Paris, Lissabon, Athen, Berlin, New York, Bombay – „Künstler hautnah“ bietet einen breiten Überblick über das zeitgenössische Kunstschaffen, um bei jedem die (...)

Künstler Hautnah

Ein Film von Antoine Parouty - 20/06/10

Jan Voss - Maler

Jan Voss wurde 1936 in Hamburg geboren. Nach seinem Studium an der Akademie der Bildenden Künste München zog der Maler 1960 nach Paris, wo er heute noch lebt. Sein Werk ist vor allen Dingen von Comics beeinflusst. Es lebt von der Kreation chaotischer und spielerischer Räume, die ihre Struktur aus der Zerstückelung von Formen schöpfen. Voss' Leinwände werden zu Entdeckungsreisen, die beim ersten Blick wie unkontrollierbare Feuerwerke aus Figuren und Farben wirken. Beim genaueren Hinsehen ergeben sie dann eine neuartige visuelle Kohärenz.
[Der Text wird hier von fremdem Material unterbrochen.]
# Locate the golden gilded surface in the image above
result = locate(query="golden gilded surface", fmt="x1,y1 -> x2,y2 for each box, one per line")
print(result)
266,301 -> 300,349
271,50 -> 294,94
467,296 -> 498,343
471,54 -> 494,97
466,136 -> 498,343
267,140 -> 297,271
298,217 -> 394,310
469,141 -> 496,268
  • Am Sonntag, 20. Juni 2010 um 13.00 Uhr




Ein Auszug aus dem Film




Der Film


Jan Voss spielt in seiner poetischen Malerei mit den Symbolen und Gestalten seiner Vorstellungswelt, ohne dabei einer bestimmten Theorie zu folgen. Sein durchgehendes Thema ist das geordnete, sich aber in ständiger Dynamik befindliche Chaos einer vielgliedrigen Situation. Seine erste Einzelausstellung war 1963 zu sehen. In den 60er Jahren stellte Voss seine Arbeiten oft im Kontext der künstlerischen Bewegung "Figuration Narrative" aus. In den 80ern jedoch entfernte er sich immer stärker von dieser Kunstrichtung, um seinen eigenen Stil zu finden.

Auch in den letzten Jahren hat Jan Voss seine Kunst immer wieder neu erfunden. Er erschließt dabei eine zusätzliche Dimension und macht den Raum zum zentralen Thema seiner Arbeit. Er experimentiert mit neuen Materialien und stellt beispielsweise Collagen aus Leinwandresten und zerrissenem Papier her. Darüber hinaus erschafft er kleinformatige Skulpturen wie Totems und Assemblagen kubischer Formen.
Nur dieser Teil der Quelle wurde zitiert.